Keine einfache Sache, man kann sich auch reiflich darüber Gedanken machen, ob hier Aufsicht, Leitung, Auftragsvergabe
und Aufgabenerledigung in unserem allseits vernetzten governance-System nun endgültig zu sehr miteinander vermengt
sind, so dass niemand mehr durchblickt, oder anders gesagt: als dass das neue Institut wirklich unabhängig arbeiten kann.
Die gute Nachricht ist auf jeden Fall, dass das Deutsche Netzwerk Versorgungsforschung e.V. (DNVF), gerade mal 12 Jahre
nach seiner Gründung, zusammen mit der AWMF und den Selbstverwaltungspartnern, als “beteiligte Institution” genannt ist
(§137a ABs. 7 Nr. 8), die bei der Formulierung und Durchführung der Aufgaben dieses Institutes “beteiligt” werden soll.

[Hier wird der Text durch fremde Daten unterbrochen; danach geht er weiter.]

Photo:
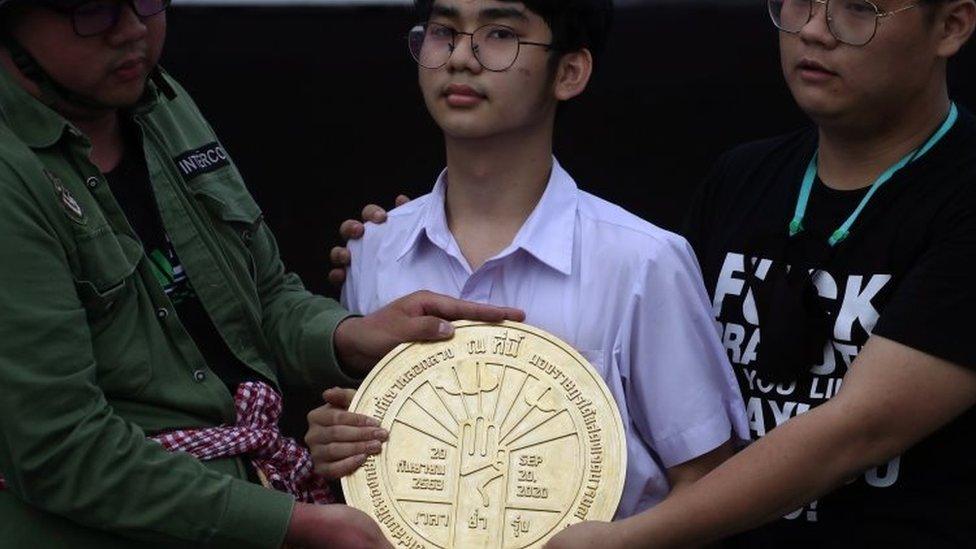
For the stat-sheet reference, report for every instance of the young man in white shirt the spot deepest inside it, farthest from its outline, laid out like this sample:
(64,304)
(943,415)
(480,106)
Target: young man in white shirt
(505,223)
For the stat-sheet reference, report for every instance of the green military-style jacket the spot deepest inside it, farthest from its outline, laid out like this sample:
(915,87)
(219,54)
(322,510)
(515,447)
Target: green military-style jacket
(93,357)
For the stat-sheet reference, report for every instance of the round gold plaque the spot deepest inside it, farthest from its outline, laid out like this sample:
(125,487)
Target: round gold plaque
(499,438)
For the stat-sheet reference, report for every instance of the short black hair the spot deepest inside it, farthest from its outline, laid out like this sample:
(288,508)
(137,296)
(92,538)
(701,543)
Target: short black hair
(575,24)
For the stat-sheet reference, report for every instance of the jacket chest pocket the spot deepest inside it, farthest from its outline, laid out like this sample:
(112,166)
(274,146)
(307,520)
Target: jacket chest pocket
(105,263)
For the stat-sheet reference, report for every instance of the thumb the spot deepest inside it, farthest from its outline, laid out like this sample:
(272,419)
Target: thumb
(428,328)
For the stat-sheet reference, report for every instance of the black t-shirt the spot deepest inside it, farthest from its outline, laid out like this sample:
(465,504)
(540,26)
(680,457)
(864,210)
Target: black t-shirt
(907,273)
(131,186)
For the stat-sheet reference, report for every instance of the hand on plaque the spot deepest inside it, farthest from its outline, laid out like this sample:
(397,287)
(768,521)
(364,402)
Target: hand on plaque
(587,535)
(333,527)
(340,441)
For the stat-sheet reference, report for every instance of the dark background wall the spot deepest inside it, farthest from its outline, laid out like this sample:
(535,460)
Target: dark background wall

Das ist für die Versorgungsforschung ein großer Schritt, da gibt es keine Frage. Kann man nur hoffen, dass das neue Institut
mit den großen Aufgaben, vor denen es steht, einen guten Start hat, und genügend Unabhängigkeit von Politik und
Selbstverwaltung, um diese auch erfolgreich zu bewältigen. Und man kann nur hoffen, dass seinerseits das DNVF diese
neue und wichtige Aufgabe gut ausfüllen kann. Jetzt ist aktive Politikberatung angesagt.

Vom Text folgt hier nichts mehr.